The prototype still works on macOS, but due to some SDL-related bitrotting it doesn’t work on Linux anymore. Use the computer keyboard to play notes and use the mouse to control the filter. The code is here.

Here’s a screenshot. It’s pixelated because it renders with my roguelike ascii graphics library because that was the easiest way I knew how to render to the screen in Rust (ie. the “pixels” are actually spaces).

An oscilloscope visualization of a sound wave in a window

My company has a policy where we can use the last two days of each month to work on personal projects as long as they are written in OCaml (we make OCaml development tools). I used two of these days to port my prototype to OCaml, and then took it further adding MIDI (devices and files). This was the beginning of Llama - a software-defined modular synthesizer in OCaml.

For comparison with the Rust envelope generator above, here’s how it looks in Llama. The 'a t type represents a signals whose values are of type 'a, and the Gate.t type is an for bool t.

val adsr_linear :
  gate:Gate.t ->
  attack_s:float t ->
  decay_s:float t ->
  sustain_01:float t ->
  release_s:float t ->
  float t

This uses one of my favourite features of OCaml: named function arguments. When calling adsr_linear, each argument must be passed by name, as in the following example. Variables named the same as arguments can be punned (e.g. ~gate:gate can be written as simply ~gate):

adsr_linear ~gate ~attack_s:(const 0.01) ~decay_s:(const 0.4)
    ~sustain_01:(const 1.0) ~release_s

It’s typical for modules to have many input signals, and if they’re just passed as regular arguments then it can be hard to quickly tell the meaning of each input. Most languages lack a mechanism for named arguments, so this is a situation where OCaml really shines.

Another OCaml feature that’s a good fit for this style of programming is the pipeline operator |>, which is an infix operator that passes the value on its left to the function on its right. This allows a sequence of transformations to be written from left to right, like:

mk_voices input.keyboard
|> chebyshev_low_pass_filter
     ~cutoff_hz:(mouse_x |> exp_01 4.0 |> scale 8000.0 |> offset 100.0)
     ~resonance:(mouse_y |> exp_01 1.0 |> scale 10.0)
|> echo ~f:(signal |> scale 0.6) ~delay_s:(const 0.3)
|> echo ~f:(signal |> scale 0.6) ~delay_s:(const 0.5)

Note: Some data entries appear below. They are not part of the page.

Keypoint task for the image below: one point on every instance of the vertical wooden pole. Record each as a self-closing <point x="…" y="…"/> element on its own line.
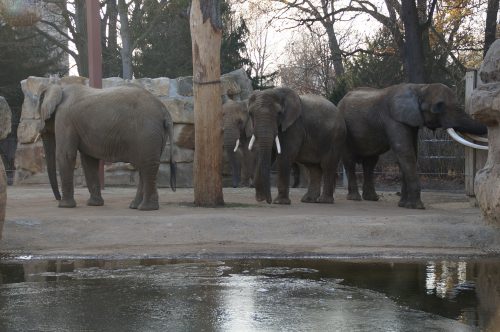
<point x="206" y="36"/>
<point x="95" y="56"/>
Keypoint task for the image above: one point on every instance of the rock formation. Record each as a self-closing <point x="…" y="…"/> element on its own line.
<point x="5" y="126"/>
<point x="176" y="94"/>
<point x="484" y="106"/>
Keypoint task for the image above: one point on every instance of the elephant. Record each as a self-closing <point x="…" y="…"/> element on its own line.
<point x="125" y="123"/>
<point x="308" y="130"/>
<point x="238" y="129"/>
<point x="385" y="119"/>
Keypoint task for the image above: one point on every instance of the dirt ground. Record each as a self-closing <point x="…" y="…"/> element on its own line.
<point x="449" y="227"/>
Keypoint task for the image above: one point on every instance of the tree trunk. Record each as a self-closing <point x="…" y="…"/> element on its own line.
<point x="206" y="36"/>
<point x="414" y="58"/>
<point x="491" y="24"/>
<point x="126" y="51"/>
<point x="81" y="38"/>
<point x="3" y="195"/>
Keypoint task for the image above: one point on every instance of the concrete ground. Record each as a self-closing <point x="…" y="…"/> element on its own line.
<point x="449" y="227"/>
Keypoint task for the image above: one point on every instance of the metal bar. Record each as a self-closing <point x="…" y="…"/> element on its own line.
<point x="95" y="56"/>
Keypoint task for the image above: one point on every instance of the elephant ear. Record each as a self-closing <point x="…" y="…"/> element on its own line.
<point x="248" y="127"/>
<point x="432" y="97"/>
<point x="405" y="107"/>
<point x="49" y="99"/>
<point x="291" y="107"/>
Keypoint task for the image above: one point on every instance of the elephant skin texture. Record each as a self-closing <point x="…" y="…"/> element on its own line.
<point x="381" y="119"/>
<point x="121" y="124"/>
<point x="305" y="129"/>
<point x="238" y="129"/>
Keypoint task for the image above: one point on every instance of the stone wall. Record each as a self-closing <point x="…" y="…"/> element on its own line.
<point x="176" y="94"/>
<point x="484" y="105"/>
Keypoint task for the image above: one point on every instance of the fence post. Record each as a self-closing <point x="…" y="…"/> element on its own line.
<point x="474" y="159"/>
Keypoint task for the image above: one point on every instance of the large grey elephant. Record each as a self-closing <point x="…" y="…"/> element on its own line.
<point x="238" y="129"/>
<point x="381" y="119"/>
<point x="124" y="123"/>
<point x="307" y="129"/>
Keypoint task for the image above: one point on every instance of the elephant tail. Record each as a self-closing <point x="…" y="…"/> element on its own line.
<point x="169" y="125"/>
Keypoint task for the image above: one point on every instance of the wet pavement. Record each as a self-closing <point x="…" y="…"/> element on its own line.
<point x="350" y="266"/>
<point x="249" y="295"/>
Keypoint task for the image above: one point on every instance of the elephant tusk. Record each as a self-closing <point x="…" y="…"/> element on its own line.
<point x="252" y="140"/>
<point x="476" y="138"/>
<point x="237" y="145"/>
<point x="278" y="145"/>
<point x="463" y="141"/>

The mk_voices function takes a handle to the (computer) keyboard and returns an audio signal from a keyboard-controlled synth voice. The code above applies several effects: a low-pass filter with the cutoff and resonance controlled by the mouse position, and then a pair of echo effects that add a time-delayed copy of the signal to itself. It’s very natural to write synth code like this when you have a chain of modules with one interesting input and output. You can think of plugging the output of one module into the input of the next one in the chain.

I added a graphical window for visualization, and to allow keyboard and mouse input to control the synth. Here’s an early screenshot. This time it’s pixelated because the number of audio samples per frame is less than the width of the window, and I was too lazy to maintain a buffer of old samples for the purpose of visualization.

A purple oscilloscope visualization of a sound wave in a window

To play generated audio samples in real time, Llama originally used the Rust library cpal by way of ocaml-rs which allows for OCaml interoperability with Rust. I’ve since switch to libao to simplify the build process to not involve Rust.

As I developed Llama further I started to get frustrated with OCaml’s tooling ecosystem. It seemed like nothing worked the way I’d expect it to, and I was always getting nasty surprises. I’ve written about all the problems I ran into over on my other blog. I stopped working on Llama and migrated the ideas to a new project in Rust that would eventually become CAW, but more on that in a later post.

Llama still works, and it is lots of fun to play around with. It even sort of works on Windows which is no easy feat for an OCaml program. There are a bunch of example programs in the examples folder. Some of the examples are recorded. My favourites are probably this and this.

I also did a couple of live jams using Llama’s support for live MIDI input which I’ve put on youtube here and here.